A 4x4 in HO would basically be a circle unless you went with short rolling stock/engines and you'd have to go with curved sidings as you wouldn't really have any straight sections on the layout.


----------



## Big Ed (Jun 16, 2009)

Here is my small N layout I got from my big sister, she had it set up with a town.
I set up this town in 5 mins, nothing was planned just a throw one here and there. Took 5 mins.

This is 35" x 48".

So you could put a nice layout together with a three x five in N.
I think N has plenty of detail to them.

These are N scale.
Pictures came from this thread, 
http://www.modeltrainforum.com/showthread.php?t=7158&highlight=scale


----------



## SuBXeRo (Jun 28, 2011)

guys, great comparisons. You are right, i think that N scale would be a great size for the setup that i want to do. I like the size of HO scale, possibly something i will try out in the future.

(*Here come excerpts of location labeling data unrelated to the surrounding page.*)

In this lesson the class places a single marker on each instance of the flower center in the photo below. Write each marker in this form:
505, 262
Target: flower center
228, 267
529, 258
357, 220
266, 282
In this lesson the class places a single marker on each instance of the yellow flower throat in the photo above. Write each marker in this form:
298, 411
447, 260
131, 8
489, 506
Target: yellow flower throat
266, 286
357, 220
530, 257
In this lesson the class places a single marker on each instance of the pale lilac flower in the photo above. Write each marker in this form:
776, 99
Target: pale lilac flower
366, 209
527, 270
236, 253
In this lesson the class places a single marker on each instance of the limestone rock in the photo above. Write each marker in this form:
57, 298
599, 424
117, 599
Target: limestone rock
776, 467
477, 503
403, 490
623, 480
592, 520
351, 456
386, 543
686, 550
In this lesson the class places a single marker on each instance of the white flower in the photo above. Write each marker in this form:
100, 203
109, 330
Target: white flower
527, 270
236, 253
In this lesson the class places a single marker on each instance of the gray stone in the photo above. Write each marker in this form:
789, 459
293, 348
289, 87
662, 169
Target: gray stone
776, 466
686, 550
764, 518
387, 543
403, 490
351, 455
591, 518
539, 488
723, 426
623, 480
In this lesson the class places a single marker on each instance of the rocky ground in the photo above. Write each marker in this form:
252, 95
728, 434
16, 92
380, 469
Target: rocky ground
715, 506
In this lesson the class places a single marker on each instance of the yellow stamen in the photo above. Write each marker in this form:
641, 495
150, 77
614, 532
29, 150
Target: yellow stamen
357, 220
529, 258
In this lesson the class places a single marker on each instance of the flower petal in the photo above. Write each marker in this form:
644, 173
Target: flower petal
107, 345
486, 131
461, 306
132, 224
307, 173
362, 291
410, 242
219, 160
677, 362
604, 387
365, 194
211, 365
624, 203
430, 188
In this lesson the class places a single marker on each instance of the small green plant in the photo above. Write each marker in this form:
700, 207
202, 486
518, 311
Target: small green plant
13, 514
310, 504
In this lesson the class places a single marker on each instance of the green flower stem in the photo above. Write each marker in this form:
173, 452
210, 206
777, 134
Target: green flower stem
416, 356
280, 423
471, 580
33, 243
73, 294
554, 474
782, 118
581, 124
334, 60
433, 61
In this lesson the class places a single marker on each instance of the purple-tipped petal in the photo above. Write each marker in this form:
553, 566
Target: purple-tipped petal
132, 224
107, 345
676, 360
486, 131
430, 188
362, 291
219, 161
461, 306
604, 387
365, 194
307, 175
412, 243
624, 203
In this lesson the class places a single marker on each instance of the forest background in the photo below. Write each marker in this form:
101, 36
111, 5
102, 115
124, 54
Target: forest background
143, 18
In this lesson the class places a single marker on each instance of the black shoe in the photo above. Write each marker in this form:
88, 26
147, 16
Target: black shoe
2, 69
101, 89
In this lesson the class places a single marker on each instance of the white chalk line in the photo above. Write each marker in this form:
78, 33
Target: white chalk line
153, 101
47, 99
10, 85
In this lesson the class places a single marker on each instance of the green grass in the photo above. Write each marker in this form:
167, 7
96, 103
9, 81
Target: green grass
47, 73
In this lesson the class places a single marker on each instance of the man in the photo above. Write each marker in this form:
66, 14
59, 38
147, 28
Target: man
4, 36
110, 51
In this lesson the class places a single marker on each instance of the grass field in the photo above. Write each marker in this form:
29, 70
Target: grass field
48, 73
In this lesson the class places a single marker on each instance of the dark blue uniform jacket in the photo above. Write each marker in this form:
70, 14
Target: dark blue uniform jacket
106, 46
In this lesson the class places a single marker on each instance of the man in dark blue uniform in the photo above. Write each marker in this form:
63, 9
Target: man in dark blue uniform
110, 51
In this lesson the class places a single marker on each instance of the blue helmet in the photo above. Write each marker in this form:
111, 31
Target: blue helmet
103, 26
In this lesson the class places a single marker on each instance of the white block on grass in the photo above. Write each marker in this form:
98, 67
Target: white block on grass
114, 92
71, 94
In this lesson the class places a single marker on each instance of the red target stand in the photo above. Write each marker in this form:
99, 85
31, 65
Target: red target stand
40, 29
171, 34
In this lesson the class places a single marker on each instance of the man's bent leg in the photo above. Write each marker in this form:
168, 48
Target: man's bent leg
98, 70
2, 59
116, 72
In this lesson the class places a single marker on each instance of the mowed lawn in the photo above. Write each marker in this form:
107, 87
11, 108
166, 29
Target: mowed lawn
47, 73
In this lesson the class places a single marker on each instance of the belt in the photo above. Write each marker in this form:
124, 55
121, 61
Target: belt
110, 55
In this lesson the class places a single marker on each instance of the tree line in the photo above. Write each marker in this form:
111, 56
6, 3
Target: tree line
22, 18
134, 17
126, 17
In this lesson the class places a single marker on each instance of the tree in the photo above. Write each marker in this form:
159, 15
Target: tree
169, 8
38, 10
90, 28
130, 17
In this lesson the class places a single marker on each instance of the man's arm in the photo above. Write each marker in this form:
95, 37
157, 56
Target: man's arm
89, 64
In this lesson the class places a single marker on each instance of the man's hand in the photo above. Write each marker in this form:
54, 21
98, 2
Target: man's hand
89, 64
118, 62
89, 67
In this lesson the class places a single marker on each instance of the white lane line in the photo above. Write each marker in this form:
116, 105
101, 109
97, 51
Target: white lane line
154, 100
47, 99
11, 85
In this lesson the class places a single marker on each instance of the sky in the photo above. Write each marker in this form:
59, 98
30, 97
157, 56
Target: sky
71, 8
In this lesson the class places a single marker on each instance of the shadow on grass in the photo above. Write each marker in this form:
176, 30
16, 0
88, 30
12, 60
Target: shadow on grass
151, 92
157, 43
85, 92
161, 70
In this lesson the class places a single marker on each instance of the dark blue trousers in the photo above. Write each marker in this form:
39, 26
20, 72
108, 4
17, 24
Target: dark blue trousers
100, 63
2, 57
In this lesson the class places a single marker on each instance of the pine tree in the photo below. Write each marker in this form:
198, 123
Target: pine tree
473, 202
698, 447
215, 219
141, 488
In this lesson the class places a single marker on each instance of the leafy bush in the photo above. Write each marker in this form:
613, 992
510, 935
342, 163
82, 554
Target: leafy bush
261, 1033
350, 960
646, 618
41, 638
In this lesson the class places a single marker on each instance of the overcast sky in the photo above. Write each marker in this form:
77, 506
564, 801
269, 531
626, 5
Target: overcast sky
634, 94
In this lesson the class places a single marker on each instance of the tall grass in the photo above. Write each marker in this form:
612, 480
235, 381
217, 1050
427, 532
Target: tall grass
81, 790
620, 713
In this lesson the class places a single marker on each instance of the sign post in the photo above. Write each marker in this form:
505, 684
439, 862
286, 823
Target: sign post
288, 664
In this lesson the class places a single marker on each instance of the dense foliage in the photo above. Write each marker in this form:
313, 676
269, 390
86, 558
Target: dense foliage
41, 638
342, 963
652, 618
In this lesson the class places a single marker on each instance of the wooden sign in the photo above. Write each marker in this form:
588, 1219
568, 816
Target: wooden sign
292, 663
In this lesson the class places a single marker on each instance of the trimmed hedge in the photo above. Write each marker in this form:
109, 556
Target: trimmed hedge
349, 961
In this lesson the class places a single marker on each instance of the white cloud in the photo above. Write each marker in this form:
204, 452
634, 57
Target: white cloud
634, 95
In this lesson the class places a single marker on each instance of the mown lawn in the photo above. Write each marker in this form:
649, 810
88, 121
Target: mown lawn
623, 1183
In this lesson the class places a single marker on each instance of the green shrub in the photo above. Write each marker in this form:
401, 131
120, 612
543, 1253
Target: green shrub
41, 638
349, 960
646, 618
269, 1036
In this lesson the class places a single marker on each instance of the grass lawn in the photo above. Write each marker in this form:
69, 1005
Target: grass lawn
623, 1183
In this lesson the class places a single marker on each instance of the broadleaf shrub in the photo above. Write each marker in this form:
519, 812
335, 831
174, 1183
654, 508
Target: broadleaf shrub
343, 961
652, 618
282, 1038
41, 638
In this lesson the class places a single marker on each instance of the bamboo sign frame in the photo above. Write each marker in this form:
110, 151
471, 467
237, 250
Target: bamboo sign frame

With HO and N scale, how strong are the locomotives? I am sure they have some pretty nice gear reductions but they are small, good pulling power for inclines?


----------



## gunrunnerjohn (Nov 10, 2010)

Well, remember that the N-scale cars typically weigh about an ounce or less. I've seen an N-scale layout at a train show with about 150 cars on it, it was being pulled by three N-scale locomotives. So, I think you can probably pull all the cars you can fit on a layout that size without too much trouble.


----------



## Big Ed (Jun 16, 2009)

How big of an incline are you planning?

Out of all of my assortment of N, they all pull on level ground quite well.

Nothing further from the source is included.